Floyd: Und die, die was Gegenteiliges sagen, sind nicht mehr unsere Freunde! … Nee, wir sind da aber - weil wir nicht so viele Erfolge feiern können - sehr abhängig von der Resonanz, die uns die Leute entgegen bringen. Also gerade hier in Deutschland, gerade in Hamburg, wo eh nur Bands angesagt sind, die singen, am besten auch deutsch und am besten 4/4-Takt. Das ist in Hamburg ganz dominant. Und von daher sind wir schon auf positive Kommentare angewiesen.
Volker: Von gewissen Leuten halt, die ähnliche Musik machen wie wir. Da muss man dann einfach ‘ne Rückmeldung kriegen. Und die kriegen wir dann auch.

Seid ihr eigentlich eine Größe in Hamburg?

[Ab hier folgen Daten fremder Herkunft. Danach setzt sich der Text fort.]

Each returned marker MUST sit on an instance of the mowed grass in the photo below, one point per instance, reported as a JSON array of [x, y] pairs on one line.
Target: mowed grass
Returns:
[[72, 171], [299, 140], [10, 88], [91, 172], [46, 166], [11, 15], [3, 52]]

Kennt man euch?

Julian: Also ‘ne Größe, ich weiß nicht. Aber mir passiert es schon manchmal, dass mich Leute ansprechen und sagen: Hey du bist doch der Schlagzeuger von Plokk. Wir haben da ein gutes Konzert von Euch gesehen.
Volker: Also ich glaub, in dieser bestimmten Szene, wo die Leute zu bestimmten Konzerten von bestimmten Bands latschen oder die entsprechende Musik selber machen, da sind wir schon bekannt. Aber das ist auch ‘ne kleine Szene. Die Leute kennt man ja fast alle persönlich. Dann freut man sich natürlich, dass es dann auch Leute gibt, die man noch nie gesehen hat und die kennen einen dann trotzdem. Und das funktioniert ja in dieser bestimmten Szene von Instrumentalbands, obwohl wir nicht soviel touren, inzwischen deutschlandweit. Da haben schon ein paar mehr Leute unseren Namen gehört, und gerade in Hamburg natürlich. Aber eine Größe in Hamburg. Also du kannst da niemanden auf der Straße ansprechen. Da ist die Wahrscheinlichkeit ziemlich gering. Aber wenn du Leute auf ‘nem Konzert von so’ner Musik fragst, wäre die Wahrscheinlichkeit, dass die Leute uns schonmal gehört haben, ziemlich hoch.